Anger Numbing=Dissociation: Anger Wisdom, Part VI

Jun 18, 2020 | anger, dissociation, getting grounded, Reconceive, Uncategorized

What Dissociation Looks Like

Let’s look at dissociation and how it relates to anger. We know that anger can be either grounded or dissociated. In other words, I stay connected to the present moment, my senses engaged, and feel angry . . . or I lose that present moment connection and go into anger numbing instead.

These signs of dissociation happen when a person gets confronted with anger they’re afraid to feel.

  1. Feeling floaty or unreal; feeling you don’t really exist
  2. The sensation of being separate from what is going on around you
  3. Dizziness
  4. Nausea
  5. Sudden illness or physical problems like unexplained pain (especially back pain), itching, or even loss of the use of a limb, an eye, etc.
  6. Panic, or a panic attack.
  7. Confusion, bewilderment, or being unable to solve a problem you’d ordinarily be able to solve
  8. Feeling sluggish, sleepy, or “out of it”
  9. Going numb
  10. Shame
  11. Being unable to concentrate or “get it together”
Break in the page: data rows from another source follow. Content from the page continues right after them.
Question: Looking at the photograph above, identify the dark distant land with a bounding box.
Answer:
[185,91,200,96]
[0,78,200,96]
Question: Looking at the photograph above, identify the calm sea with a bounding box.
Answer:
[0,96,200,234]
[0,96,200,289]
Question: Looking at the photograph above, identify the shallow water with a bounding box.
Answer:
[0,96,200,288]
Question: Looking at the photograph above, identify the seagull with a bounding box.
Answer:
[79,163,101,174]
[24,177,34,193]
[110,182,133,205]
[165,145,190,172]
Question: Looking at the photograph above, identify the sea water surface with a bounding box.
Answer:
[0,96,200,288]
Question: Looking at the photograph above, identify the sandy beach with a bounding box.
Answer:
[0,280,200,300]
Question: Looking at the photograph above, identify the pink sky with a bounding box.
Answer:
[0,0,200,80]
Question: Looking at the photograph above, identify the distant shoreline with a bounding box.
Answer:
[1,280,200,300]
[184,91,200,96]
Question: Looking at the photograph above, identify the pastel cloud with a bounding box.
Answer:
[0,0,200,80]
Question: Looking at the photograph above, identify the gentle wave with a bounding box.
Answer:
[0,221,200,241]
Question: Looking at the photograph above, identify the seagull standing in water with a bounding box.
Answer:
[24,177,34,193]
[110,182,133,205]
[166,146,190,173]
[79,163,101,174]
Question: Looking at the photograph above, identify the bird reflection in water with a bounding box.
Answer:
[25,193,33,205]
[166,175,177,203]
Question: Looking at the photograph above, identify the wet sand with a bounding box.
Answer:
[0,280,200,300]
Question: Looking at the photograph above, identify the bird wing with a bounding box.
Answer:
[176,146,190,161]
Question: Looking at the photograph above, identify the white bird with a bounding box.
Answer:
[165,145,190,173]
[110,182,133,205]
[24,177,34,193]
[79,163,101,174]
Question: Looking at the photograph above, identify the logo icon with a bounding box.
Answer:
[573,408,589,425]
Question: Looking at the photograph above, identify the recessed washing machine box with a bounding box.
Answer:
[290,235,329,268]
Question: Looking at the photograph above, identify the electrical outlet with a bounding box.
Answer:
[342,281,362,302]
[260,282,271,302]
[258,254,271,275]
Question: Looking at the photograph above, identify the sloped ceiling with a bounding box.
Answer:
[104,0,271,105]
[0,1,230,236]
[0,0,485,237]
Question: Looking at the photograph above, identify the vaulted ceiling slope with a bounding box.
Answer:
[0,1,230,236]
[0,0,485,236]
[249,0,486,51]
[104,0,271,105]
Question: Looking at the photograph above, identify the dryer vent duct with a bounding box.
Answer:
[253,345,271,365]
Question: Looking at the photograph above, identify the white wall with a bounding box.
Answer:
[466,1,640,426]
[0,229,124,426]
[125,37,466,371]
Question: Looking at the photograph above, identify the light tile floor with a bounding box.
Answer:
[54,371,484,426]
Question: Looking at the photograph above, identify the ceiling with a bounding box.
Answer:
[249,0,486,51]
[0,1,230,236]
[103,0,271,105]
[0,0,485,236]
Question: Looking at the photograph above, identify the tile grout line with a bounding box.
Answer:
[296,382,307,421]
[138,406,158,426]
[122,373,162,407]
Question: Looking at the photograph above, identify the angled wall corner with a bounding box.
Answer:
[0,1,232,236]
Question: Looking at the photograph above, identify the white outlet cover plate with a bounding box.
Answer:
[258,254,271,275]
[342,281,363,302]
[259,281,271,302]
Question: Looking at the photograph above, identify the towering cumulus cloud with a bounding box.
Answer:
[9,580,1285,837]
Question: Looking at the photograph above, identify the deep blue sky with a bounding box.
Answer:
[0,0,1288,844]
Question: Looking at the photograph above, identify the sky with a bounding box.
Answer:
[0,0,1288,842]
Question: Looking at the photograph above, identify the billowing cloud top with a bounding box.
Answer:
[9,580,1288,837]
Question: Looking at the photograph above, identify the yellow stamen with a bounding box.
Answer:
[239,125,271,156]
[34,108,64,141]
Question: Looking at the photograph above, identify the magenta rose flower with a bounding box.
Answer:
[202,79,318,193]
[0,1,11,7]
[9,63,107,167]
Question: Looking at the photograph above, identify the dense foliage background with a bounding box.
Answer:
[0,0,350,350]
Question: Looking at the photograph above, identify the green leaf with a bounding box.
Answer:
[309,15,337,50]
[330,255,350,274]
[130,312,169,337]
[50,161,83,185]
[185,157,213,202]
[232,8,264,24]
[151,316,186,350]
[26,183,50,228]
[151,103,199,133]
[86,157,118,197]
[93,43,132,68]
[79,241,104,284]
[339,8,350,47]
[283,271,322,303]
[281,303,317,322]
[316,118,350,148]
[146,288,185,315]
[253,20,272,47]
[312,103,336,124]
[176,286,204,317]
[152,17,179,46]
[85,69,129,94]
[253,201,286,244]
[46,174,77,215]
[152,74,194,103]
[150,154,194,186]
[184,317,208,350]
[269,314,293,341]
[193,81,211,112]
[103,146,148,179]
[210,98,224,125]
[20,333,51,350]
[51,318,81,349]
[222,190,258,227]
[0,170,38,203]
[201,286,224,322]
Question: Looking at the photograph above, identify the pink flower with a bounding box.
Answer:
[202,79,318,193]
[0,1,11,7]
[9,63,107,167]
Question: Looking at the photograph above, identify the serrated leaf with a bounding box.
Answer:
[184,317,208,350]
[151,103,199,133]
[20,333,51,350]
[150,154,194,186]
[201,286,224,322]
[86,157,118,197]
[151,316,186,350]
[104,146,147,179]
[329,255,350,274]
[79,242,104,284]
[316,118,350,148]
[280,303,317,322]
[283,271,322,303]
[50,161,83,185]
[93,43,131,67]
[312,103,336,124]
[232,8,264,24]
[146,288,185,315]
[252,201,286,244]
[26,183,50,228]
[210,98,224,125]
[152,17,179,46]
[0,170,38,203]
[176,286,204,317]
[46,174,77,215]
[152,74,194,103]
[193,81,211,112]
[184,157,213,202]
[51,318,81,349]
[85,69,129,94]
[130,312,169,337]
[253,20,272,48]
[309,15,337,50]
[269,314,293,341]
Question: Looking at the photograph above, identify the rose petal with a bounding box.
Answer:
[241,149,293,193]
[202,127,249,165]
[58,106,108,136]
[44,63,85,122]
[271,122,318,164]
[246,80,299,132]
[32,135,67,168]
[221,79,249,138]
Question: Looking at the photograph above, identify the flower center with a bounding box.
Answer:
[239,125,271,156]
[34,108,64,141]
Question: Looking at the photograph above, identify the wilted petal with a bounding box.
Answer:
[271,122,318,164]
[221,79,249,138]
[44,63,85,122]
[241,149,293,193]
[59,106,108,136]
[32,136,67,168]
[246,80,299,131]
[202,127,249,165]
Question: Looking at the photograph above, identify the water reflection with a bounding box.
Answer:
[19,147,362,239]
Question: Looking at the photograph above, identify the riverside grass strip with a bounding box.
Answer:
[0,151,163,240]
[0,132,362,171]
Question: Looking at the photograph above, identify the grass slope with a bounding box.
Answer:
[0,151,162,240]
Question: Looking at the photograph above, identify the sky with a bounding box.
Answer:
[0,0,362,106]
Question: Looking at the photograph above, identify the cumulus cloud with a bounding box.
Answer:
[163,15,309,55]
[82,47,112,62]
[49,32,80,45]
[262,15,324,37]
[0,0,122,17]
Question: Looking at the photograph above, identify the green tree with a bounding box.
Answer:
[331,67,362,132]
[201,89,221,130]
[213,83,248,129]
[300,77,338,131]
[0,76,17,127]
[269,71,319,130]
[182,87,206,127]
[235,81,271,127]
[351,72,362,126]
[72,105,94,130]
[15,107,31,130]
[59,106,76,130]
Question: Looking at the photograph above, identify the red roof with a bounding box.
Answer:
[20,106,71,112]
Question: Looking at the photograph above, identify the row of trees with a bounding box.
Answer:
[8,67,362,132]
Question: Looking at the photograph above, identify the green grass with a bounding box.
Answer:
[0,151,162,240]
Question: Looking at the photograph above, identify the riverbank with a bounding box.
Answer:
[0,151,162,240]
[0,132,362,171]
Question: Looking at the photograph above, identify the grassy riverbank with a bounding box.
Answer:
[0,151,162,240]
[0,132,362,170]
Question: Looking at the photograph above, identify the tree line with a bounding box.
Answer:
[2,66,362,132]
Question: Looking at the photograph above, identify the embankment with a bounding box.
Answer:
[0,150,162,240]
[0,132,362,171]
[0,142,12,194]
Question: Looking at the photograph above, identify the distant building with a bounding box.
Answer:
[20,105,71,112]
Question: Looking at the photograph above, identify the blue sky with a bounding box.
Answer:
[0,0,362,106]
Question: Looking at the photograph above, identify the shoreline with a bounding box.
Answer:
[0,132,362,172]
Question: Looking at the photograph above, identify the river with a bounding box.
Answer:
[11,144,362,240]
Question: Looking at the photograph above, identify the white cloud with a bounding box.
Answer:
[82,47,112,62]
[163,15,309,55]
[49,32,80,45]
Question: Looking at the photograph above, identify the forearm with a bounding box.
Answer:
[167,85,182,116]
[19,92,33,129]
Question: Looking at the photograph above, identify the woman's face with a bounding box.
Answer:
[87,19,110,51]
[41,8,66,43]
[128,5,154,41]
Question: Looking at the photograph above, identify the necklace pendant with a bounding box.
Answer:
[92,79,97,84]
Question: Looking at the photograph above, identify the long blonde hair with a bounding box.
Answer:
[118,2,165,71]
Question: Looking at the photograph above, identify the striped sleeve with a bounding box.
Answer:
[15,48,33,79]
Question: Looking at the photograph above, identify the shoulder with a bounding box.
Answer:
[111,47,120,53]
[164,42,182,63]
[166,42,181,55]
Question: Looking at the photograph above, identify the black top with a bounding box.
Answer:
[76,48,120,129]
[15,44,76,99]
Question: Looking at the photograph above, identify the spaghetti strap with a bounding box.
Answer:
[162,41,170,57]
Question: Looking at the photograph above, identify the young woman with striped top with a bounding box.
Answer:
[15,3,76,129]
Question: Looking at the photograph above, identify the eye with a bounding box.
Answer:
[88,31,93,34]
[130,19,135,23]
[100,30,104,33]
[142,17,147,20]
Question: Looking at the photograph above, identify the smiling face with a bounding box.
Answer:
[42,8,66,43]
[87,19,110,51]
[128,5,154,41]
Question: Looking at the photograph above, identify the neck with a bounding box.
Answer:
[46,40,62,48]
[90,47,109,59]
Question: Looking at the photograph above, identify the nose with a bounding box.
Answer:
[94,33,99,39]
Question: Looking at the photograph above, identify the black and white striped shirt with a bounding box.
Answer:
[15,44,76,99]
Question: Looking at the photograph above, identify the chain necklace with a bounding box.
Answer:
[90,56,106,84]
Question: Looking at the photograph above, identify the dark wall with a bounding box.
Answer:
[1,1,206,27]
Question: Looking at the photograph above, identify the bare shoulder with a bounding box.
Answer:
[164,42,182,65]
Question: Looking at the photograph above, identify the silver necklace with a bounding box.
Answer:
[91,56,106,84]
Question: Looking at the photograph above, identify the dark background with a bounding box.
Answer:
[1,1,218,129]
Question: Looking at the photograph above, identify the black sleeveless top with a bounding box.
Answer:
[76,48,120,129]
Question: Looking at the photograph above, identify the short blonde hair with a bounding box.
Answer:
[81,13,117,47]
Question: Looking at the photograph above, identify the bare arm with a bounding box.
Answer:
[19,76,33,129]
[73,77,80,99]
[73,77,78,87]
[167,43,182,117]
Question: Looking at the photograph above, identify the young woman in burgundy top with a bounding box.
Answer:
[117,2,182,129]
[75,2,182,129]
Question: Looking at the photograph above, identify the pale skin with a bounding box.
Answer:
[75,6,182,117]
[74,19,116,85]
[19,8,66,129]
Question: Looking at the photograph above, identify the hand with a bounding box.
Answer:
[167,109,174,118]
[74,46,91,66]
Put a big star beside panic. Panic attacks almost always signal anger that’s being held back.

The Body in Anger Numbing Dissociation

What’s really happening during dissociation? When we dissociate, the parts of the brain where emotion is most observable get inhibited, while the prefrontal cortex activates. In other words, feeling areas go dark and cognitive control areas dominate.

Seems ironic huh? During dissociation, the part of your brain that plans, executes, and squelches your urges takes center stage to control your feelings, push them to the background. That prefrontal cortex slaps down your emotion centers.

And yet . . . I lose my sharp thinking when I dissociate. What’s up with that?

Dissociation has Survival Value

Anger dissociation protected us at some point. Newer evidence shows dissociation starts in infancy and allows a baby who is overstressed to “go numb,” rather than feel all that anger or terror. If you’re being neglected as a baby, your fear, rage, and seeking overload the emotion circuits, so to speak, and you mercifully dissociate through a shutting-down process in the lower part of the brain. For more on this subject, check out the work of Sandra Paulsen and colleagues.

So, anger numbing most likely helps us survive in early childhood when our young, stressed-out parents fail us in some way. But as adults, this once-adaptive numbing robs us of the ability to process information. And if we had to dissociate a lot as babies, that breaker-popping became an automatic default, as in “attention-deficit disorder,” depression, and a host of medical problems.

Sometimes, the barest hint that we’re angry triggers early childhood panic states and we go numb before we know it. Literally.

In The Anger Advantage, my colleagues and I shared a model called Anger Diversion. Today, I believe each of the diversion types we observed back then was a form of anger dissociation or anger-numbing.

So how do we change this ingrained pattern of anger-numbing? Let’s start here: Write down everything you know about your first three years. How well were your needs met? How and when do you dissociate now?